Их общая подруга Арина Камергерова вышла замуж за Евгения Анатольевича, который в далекие девяностые называл себя Жоржиком, двенадцать лет назад. Но познакомились они сначала с ним. А через годы он представил невесту Светке и Кате. Они удивились. Думали, он гей. И даже наличие у Жоржика сына не убеждало их в обратном. Но тот как будто искренне был влюблен в свою молодую по сравнению с ним жену. Ему было за пятьдесят, а ей только исполнилось тридцать. И он не уставал превозносить ее таланты, целовать ручки и, прости господи, зажимать по углам. Катя ничего подобного не видела, но Светка уверяла, что наблюдала весьма эротическую сцену с участием новобрачных.
Как у них складывались отношения в действительности, не знал никто. Внешне очень душевно. А как уж на самом деле… Катя не совала туда свой нос, а Светка лезла в это так настойчиво, что никто ей не говорил правды.

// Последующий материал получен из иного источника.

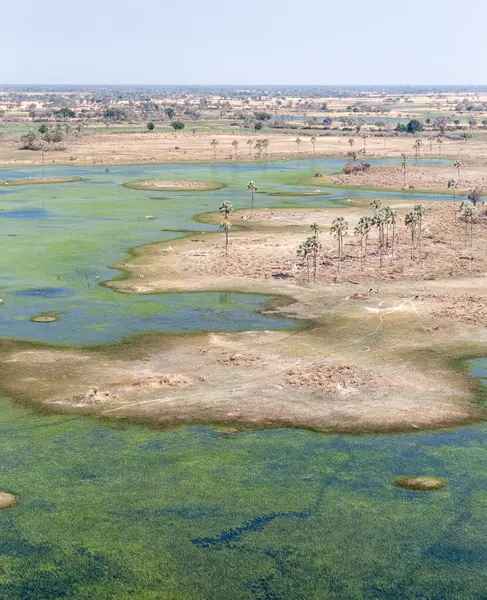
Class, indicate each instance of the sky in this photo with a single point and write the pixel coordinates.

А Жоржик был хорош. Сын советского поэта-песенника и дочки испанского революционера, который дружил с самим Хемингуэем, он унаследовал много всего. Но не только материального, как то: квартиру в центре, дачу в престижном подмосковном поселке, антикварную мебель. Папа Жоржика был из благородных, а мама из писаных красавиц. Сын взял и аристократизм, и броскую внешность. В шестьдесят с гаком он выглядел так же хорошо, как и в сорок. Именно в этом возрасте он познакомился с Катей и Светкой. Они обе тогда были поп-звездами, правда, первая рангом повыше. Светка звездулькой считалась. Певичкой-однодневкой. И это притом что у нее был шикарный голос. Но молоденькую Светулю (под таким сценическим псевдонимом она выступала) продвигал очень богатый муж. Все об этом знали. И предполагали, что она не задержится на эстраде. Споет пару песен, успокоится и начнет рожать. Или муж-миллионер найдет себе другую женушку и будет помогать уже ей. Но Светка оказалась крепким орешком. Да, она родила сына, наследника своему нуворишу. А в шоу-бизе осталась. И даже после того, как развелась, продолжила петь, найдя себе другого покровителя. Когда Катя покинула сцену, Светуля на нее выпархивала, пусть и не с таким блеском, как раньше. Финансовой поддержки она больше не имела – ее спонсора убили, а все, чем он владел, досталось законной супруге. И Светка научилась справляться сама. Она была везде. Ее звали на шоу – она шла. Не звали – прорывалась с боем. Третий ее мужчина, любимый, был уже не так богат. Точнее, совсем не богат. Его можно было с натяжкой причислить к среднему классу. И она очень хотела ему помочь с бизнесом, дать образование сыну, себя поддерживать в хорошей форме, вот и скакала с канала на канал и выступала в том числе на днях поселков. Она пахала. Но любимый все равно ушел, сын остался в Лондоне, где учился, и Светка запила. Или, как сама говорила, начала прибухивать. Ничего крепкого, только винишко. Но каждый день. Всегда была чуть пьяненькой и веселой. Если перебирала, могла начудить. Поэтому перед тем, как ее выпустить в студию какого-нибудь скандального шоу, певицу Светулю подпаивали. А перед концертами не давали больше двух бокалов.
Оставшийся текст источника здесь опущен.